Why Parents Matter

In the 2014 Ensign Lecture at Yale Divinity School, Professor Christian Smith said that teenagers are far more inclined to be strongly religious later in life when their parents are strongly religious during their formative years.

Smith is professor of sociology and director of the Center for the Study of Religion and Society at the University of Notre Dame. He said parents are far more influential in their children’s eventual adult religious patterns than any other conceivable cause: more than youth groups, mission trips, religious education, and other adults.

Chief among the relevant factors is parents’ willingness to discuss matters of faith and religion with their teenage children. Even parents whose religious conviction is more tentative, and whose attendance at services is less frequent, can help teenagers become faithful adults — provided they are engaged in dialogue with them about faith and their religious tradition.

Smith made a few suggestions about why this might be the case. First he observed that young people might be considered “bundles of time-attention-energy-activity in formation.” Parents have more access to this bundle, and more responsibility for nurturing it, than any other people.

Second, Smith observed that old tropes about rebellious teenagers refusing any authority but their own, and hapless parents unable to get a word in edgewise, are simply untrue. Parents have far more influence than they know, and teenagers are far more ready to be influenced by them than most are willing to grant.
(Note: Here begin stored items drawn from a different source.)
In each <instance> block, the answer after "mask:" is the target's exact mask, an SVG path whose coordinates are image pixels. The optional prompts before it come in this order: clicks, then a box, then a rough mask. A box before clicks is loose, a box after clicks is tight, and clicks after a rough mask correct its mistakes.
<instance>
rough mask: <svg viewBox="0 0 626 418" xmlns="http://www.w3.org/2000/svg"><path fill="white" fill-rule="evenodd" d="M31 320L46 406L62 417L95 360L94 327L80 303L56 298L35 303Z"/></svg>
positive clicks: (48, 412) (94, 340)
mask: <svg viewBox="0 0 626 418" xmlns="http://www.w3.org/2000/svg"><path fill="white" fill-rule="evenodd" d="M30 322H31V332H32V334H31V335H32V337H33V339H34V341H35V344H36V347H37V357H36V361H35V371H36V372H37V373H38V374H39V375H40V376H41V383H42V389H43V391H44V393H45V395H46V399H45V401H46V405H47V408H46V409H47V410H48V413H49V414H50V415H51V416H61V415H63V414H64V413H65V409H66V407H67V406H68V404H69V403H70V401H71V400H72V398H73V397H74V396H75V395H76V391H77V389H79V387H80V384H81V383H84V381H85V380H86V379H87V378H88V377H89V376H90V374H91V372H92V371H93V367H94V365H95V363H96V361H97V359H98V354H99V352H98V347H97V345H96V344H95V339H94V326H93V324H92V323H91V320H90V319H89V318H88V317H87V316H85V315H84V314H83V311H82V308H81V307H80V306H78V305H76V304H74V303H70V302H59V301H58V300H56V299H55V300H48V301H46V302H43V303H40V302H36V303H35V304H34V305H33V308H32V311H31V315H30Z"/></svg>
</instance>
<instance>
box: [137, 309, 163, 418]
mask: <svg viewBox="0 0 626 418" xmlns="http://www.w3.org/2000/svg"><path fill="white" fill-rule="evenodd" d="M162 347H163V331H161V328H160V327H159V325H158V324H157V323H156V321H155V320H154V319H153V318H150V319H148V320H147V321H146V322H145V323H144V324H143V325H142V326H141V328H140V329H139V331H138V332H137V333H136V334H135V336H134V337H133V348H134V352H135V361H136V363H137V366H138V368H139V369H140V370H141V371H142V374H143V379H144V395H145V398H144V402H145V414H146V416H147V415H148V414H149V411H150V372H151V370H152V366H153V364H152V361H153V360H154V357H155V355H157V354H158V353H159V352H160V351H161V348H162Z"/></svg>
Third, Smith said religious beliefs and practices are linguistically constituted and meaningful. Learning them requires learning a second language, and students need plenty of time to practice speaking. Parents, with the access they enjoy and the influence they wield, are always going to be the most effective interlocutors with whom teenagers practice whatever kinds of speech they are learning, religious speech included.

Finally, Smith observed that religious culture in America, set as it is within broader cultural movements of Western society, has been undergoing a major shift. That shift is from religious identity as a “cultural solidarity project” to a “personal identity accessory.” Smith suggested that however we regard the value of this shift, it is important to acknowledge it has occurred, and continues to occur. With it has come a compartmentalization of the roles of clergy, teachers, and other adults in teenagers’ development.

This is consistent with patterns of secularization that scholars have been observing since at least the 1960s. It is unclear how these patterns will eventually resolve. What is clear is that the burden of the religious socialization of young people is being transferred more and more fully to the shoulders of parents.